With a sound like war drums, the rain began to fall.

* * *

It did not rain in the Forbidden Grove.

Awaken, My nymph.

She opened her eyes.

Mistress.

She was glorious, glowing with darkling light, standing over her, nude and beautiful and radiant with power. And alive, which was somehow a surprise.

She held out Her hand.

Gingerly, the nymph reached up to it, marveling that such perfection would deign to touch her. And She was smiling, smiling so beautifully, and lifting the nymph to her feet. It was too glorious to be believed.

If Mistress had not raised her up, the nymph would have dropped to her knees.

My beloved slave.

The nymph keened as Mistress stroked her cheek.

Remember, my nymph. Remember who you were.

Forest.

The Elders.

ferndew.

ferndew looked around in wonder. She was alive, and Mistress was alive—and Mistress loved her.

She had been such a shadow before!

Mistress took her head in Her hands, and drew her close, and kissed her, and ferndew’s head spun with the joy of it, the joy and the excitement, and Mistress slipped Her tongue into ferndew’s mouth and heat washed over her and she sucked on it and her hands reached for Mistress’ body and stopped, for that was so... presumptuous, but then Mistress gave her leave and told her that she was Mistress’ beloved slave and lover, and then ferndew was touching her and feeling her hands tingle as they ran over Mistress’ flesh and then Mistress touched her in turn and her whole body melted.

Her knees went weak, but Mistress held her and then it was Mistress sinking, Mistress dropping to Her knees, her hands sliding down ferndew’s body, and then Mistress was at her sex kissing it and only Her magic kept ferndew from fainting at the joy and pleasure of it.

Her tongue was on ferndew and in ferndew and ferndew whined and twitched and came, again and again, and then She was sitting back, lying back in Her bower of thorns and ferndew dropped to the ground and kissed Her knees and Her thighs and moved up Her spread legs to the Holy of Holies, and ferndew came just tasting it with her tongue.
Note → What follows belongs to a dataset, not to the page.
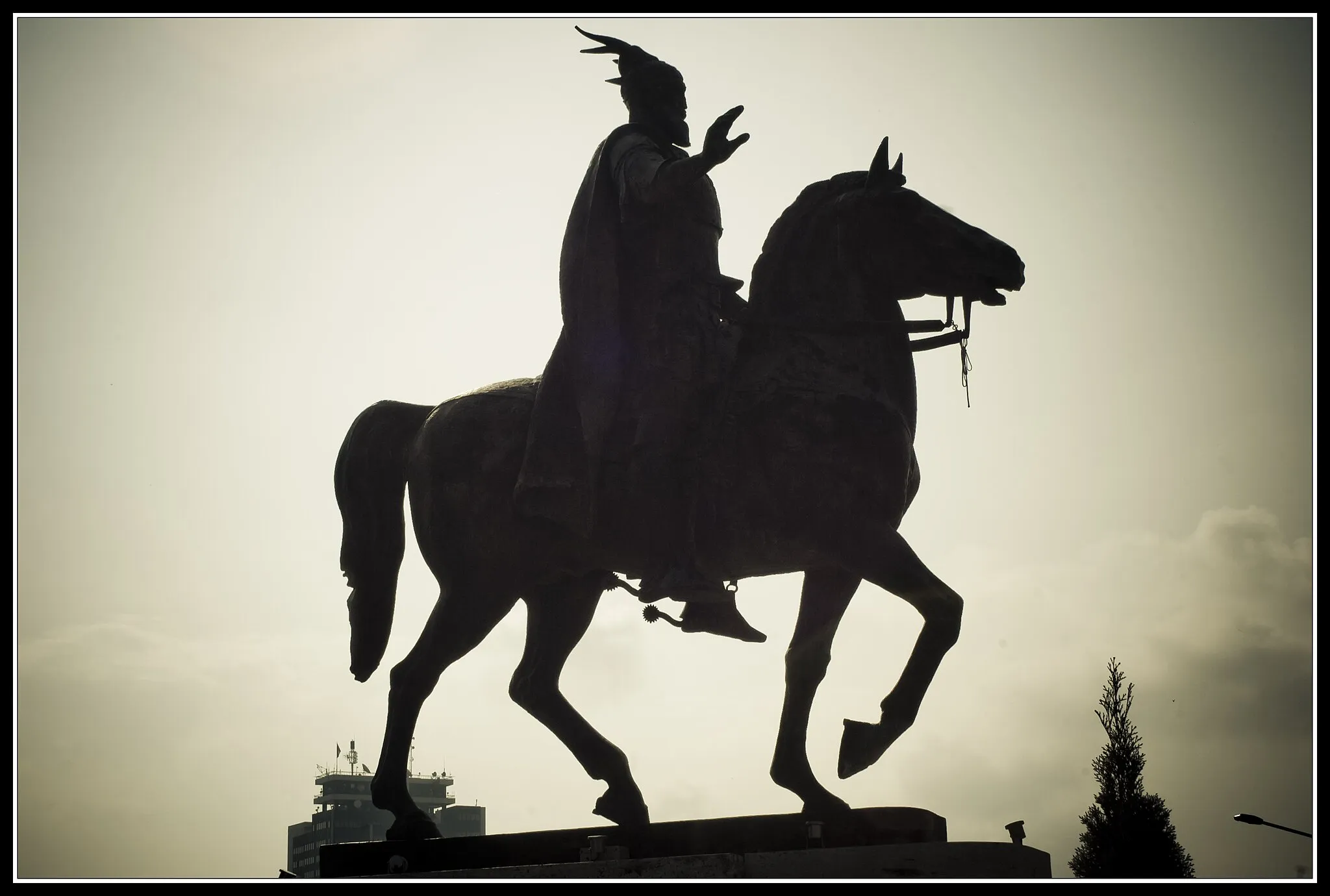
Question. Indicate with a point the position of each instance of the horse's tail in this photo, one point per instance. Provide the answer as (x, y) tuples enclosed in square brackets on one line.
[(370, 480)]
She worshipped Mistress with her tongue, worshipped Her sex and Her skin and the inner corners of Her mouth, and it lasted only an eyeblink and it lasted forever, for it was bliss.

* * *

Later, they lay together, and ferndew was more content than she could ever remember being. Outside the Grove thunder crashed and trees groaned in the wind, but inside the Grove ferndew was with Mistress and that was all that mattered.

Slave.

ferndew cast aside her blissful languor and was instantly alert. Yes, my Mistress.

You are no longer ferndew. ferndew was the name you had in your old life.

Yes, my Mistress.

You are now My pet, and I shall name you.

Yes, my Mistress.

You are Honeythorn.

Honeythorn. Yesss.

She was. It was as though Mistress had seen into her soul, seen who she truly was, who ever fiber of her being was meant to be, and had given her that name. It was perfect. It was her.

Yes, my Mistress, Honeythorn said vehemently, I am Honeythorn. I am Your slave, and I will serve You for ever.

Then rise, My slave, and serve Me. There is much we must do.